Selling your business is similar to selling your home. In the same way that you repaint the house and tidy the gardens to get ready for sale, your business needs a solid spruce up too.
Regardless of whether your business is large or small, strong preparation is a must. It may take two to three years of planning in order to realise the largest possible value of your business and, as a starting point, it’s absolutely crucial to make sure all your financials are up-to-date. This means current, robust financial statements that will withstand scrutiny and review, and accurately reflect the performance of the business.
Who would buy?
Next, it’s strategic thinking stage. Consider who might be a potential purchaser, how you will go to market, how potential buyers will hear about your business, and how they will engage.
Also, will you utilise professional support, such as your accounting and legal firms, and will you also use a business broker or other referee? It is critical to do this analysis in order to present your business in the best way possible.
Identify the value drivers for a successful purchase.
Any business owner looking to sell needs to be able to answer two questions:
- What is it that buyers will value?
- How will they look at value?
While valuations are generally complex, a layman’s rule-of-thumb is to take the last year’s profit, and multiply that by the relevant industry multiple.
It’s critical to understand how a business in your industry is valued, as well as the key value drivers within the business.
The key drivers of any business are its profitability, the cash flow and the risks of the industry and the market in which it operates. While it can be difficult to assess market risks, doing so improves the perceived value of your business.
You can conduct a form of internal SWOT analysis to review the internal risks and uncertainties by asking yourself:
- What are the key risks?
- What can I address and mitigate?
- What am I dependent on? I.e. one or two key customers, particular members of staff, key suppliers?

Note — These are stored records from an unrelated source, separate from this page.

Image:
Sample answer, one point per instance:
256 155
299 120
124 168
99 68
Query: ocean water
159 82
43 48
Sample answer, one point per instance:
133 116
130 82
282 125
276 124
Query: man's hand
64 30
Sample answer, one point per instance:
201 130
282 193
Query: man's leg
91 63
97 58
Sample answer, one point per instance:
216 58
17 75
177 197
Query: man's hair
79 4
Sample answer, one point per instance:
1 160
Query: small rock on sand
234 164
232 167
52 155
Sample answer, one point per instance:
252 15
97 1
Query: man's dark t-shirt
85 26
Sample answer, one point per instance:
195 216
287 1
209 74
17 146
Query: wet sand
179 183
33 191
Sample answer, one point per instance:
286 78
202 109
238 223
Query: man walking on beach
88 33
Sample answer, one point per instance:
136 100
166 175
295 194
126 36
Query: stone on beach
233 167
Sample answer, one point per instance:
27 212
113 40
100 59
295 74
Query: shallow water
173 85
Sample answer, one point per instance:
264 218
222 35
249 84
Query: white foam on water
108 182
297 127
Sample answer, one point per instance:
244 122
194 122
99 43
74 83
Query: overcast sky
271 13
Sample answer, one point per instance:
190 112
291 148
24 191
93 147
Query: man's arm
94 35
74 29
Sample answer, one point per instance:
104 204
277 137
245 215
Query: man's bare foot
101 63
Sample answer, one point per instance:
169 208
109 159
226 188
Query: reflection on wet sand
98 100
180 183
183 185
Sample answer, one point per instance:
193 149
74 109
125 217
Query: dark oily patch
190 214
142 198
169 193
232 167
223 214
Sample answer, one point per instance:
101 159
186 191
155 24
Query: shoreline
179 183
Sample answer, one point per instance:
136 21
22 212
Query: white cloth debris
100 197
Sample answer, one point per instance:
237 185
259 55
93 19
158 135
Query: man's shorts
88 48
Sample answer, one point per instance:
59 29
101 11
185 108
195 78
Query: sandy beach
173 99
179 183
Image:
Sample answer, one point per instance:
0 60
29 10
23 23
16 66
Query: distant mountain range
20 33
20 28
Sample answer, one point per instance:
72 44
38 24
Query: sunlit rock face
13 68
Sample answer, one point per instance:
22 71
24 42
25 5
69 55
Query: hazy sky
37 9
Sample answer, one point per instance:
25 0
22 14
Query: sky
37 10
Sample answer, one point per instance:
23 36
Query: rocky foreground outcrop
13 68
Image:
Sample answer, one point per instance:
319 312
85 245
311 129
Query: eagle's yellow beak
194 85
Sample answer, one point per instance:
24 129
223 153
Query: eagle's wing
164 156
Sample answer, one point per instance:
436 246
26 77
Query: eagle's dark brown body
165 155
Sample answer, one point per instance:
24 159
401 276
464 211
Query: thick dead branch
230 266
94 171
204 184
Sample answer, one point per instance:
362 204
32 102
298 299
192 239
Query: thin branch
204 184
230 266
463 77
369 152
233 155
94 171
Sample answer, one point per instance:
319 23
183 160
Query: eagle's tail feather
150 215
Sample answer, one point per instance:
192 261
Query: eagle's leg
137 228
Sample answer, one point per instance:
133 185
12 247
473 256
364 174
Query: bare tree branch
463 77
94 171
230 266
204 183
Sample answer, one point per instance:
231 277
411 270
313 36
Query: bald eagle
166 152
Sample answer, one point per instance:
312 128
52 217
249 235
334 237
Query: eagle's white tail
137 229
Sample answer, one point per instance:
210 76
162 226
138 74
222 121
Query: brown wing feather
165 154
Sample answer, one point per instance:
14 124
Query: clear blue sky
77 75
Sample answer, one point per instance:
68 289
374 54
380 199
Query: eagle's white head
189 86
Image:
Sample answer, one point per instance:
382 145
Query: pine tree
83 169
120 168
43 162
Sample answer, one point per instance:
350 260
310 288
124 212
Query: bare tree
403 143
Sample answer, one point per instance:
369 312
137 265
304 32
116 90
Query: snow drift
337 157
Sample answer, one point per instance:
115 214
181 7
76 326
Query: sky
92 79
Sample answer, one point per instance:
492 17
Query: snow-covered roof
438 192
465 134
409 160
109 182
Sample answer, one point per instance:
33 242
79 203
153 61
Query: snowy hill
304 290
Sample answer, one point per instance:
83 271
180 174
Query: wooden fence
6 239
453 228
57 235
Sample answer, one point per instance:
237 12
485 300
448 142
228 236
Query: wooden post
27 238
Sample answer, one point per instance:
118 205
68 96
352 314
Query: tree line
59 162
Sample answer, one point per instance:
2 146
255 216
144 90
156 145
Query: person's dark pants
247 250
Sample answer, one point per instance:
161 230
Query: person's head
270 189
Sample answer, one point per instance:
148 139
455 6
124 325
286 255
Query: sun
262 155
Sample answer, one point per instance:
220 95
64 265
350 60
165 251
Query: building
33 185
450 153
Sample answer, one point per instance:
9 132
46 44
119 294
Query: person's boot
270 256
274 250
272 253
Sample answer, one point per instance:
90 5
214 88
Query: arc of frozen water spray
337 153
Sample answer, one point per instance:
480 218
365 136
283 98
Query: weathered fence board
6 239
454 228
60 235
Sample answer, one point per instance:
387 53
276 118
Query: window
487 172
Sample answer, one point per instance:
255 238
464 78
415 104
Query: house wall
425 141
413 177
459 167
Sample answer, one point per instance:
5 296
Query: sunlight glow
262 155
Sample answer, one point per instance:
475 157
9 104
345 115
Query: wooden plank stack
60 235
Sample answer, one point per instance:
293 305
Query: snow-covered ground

- Are key staff locked-in with contracts and appropriate incentives? Will they come across to the new business?
- What is the dependence on you as the owner?
Reducing dependency on you – the owner!
This can be difficult, however there are strategies you can put in place to address this issue. Try implementing the following steps:
- Ensure you put key people in place around you as soon as possible.
- Document the process and systems within the business, from marketing and sales through to operations, customer experience and finance.
- Develop a management succession plan that ensures other people in the place know how to manage the business without you.
Look for your strategic value. Make the invisible visible!
By now you’ll understand that determining financial value is about looking at the profitability of your business, and applying a multiple to it to determine the valuation and sale price.
Strategic value, however, is that blue-sky value – something beyond the initial or standard financial value. For example, a buyer might want your business because you have a particular product or process they could release to their existing customer base. Alternatively, you might have a customer base that a buyer wants to have access to. This kind of value is generally not on your balance sheet.
Positioning and selling the sale is key to making the invisible visible. You would present this business with, “here are our assets, but look at all of these (soft or hard) assets we have, and what they mean to you and the financial growth of the business in the future.”
Understanding where the strategic value is in your business is the key to achieving a higher value sale.
Restructuring for best personal outcomes
To sell your business you also need to know whether you should restructure the business to reduce risk around the existing structure, or to minimise tax?
Next, if you are going to do that, it must happen long before you sell your business…
Be prepared for your sale – seller’s due diligence.
Any buyer will do detailed due diligence so, in preparation, it can be a great idea to do your own in return. In this process, consider what you would want to see detailed if you were a buyer looking at the business. What are the items and documents you or anyone else would expect to review? Then, be sure to prepare.
Next steps.
When you do this thinking, strategy and the work required, you are far more likely to have a successful sale. As Jim Collins says in his book, Good to Great, “we must begin with the end in mind!”